Cheesy Baked Jalapeño Poppers — “muy picante”


     These appetizers are definitely “muy picante.” Translated to English meaning very spicy! Even though I removed all the seeds, they were still way too hot for Barry. But, just right for me!
     The toasted Panko and crispy bacon topping adds a nice crunch and contrast to the cheesy interior of these spicy baked peppers. 

1 tablespoon olive oil
½ cup Panko breadcrumbs
2 slices of bacon
4 oz. cream cheese, softened
½ cup sharp Cheddar cheese (could replace part of this cheese with white Cheddar or Monterey Jack, etc.)
½ teaspoon garlic powder
½ teaspoon onion powder
20-24 small jalapeños, halved lengthwise, seeds and membranes removed (actually number of peppers needed is dependent on their size)

1.  Preheat oven to 350°.
2.  Heat olive in a large skillet over medium high heat. Add Panko and cook, stirring, until browned and toasted, about 3 minutes. Set aside.
3.  Fry or microwave bacon until crisp; crumble and set aside.
4.  Line a baking sheet with parchment paper.
5.  In a medium bowl, cream together cream cheese, white cheddar, sharp cheddar, garlic powder, onion powder, salt and pepper, to taste.
6.  Spoon the filling into each jalapeño cavity. Place on prepared baking sheet, cavity side up, and bake until the filling is runny and golden, about 15 to 20 minutes.
7.  Sprinkle with toasted panko and bacon bits.  

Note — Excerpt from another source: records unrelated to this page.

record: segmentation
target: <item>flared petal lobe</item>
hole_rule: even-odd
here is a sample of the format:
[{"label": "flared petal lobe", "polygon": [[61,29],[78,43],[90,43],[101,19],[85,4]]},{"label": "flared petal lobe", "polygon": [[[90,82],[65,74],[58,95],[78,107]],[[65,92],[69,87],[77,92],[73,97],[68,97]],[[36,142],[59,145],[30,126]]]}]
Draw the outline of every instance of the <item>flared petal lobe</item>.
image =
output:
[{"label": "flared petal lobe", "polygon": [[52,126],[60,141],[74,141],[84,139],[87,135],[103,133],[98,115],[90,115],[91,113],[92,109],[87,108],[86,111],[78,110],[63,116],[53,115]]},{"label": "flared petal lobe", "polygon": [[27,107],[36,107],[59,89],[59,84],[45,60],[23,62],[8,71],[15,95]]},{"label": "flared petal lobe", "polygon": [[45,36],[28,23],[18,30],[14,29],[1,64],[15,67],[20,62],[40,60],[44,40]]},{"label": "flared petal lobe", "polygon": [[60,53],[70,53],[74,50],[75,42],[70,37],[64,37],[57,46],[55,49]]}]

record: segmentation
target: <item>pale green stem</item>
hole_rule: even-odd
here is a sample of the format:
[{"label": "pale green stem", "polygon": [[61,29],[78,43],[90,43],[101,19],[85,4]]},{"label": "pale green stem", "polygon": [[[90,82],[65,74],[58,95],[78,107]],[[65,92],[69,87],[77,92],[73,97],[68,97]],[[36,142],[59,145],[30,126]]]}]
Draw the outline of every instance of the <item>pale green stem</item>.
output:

Recipe without the photos . . .
1 tablespoon olive oil
½ cup Panko breadcrumbs
2 slices of bacon
4 oz. cream cheese, softened
½ cup sharp Cheddar cheese (could replace part of this cheese with white Cheddar or Monterey Jack, etc.)
½ teaspoon garlic powder
½ teaspoon onion powder
20-24 small jalapeños, halved lengthwise, seeds and membranes removed (actually number of peppers needed is dependent on their size)

1.  Preheat oven to 350°.
2.  Heat olive in a large skillet over medium high heat. Add Panko and cook, stirring, until browned and toasted, about 3 minutes. Set aside.
3.  Fry or microwave bacon until crisp; crumble and set aside.
4.  Line a baking sheet with parchment paper.
5.  In a medium bowl, cream together cream cheese, white cheddar, sharp cheddar, garlic powder, onion powder, salt and pepper, to taste.
6.  Spoon the filling into each jalapeño cavity. Place on prepared baking sheet, cavity side up, and bake until the filling is runny and golden, about 15 to 20 minutes.
7.  Sprinkle with toasted panko and bacon bits.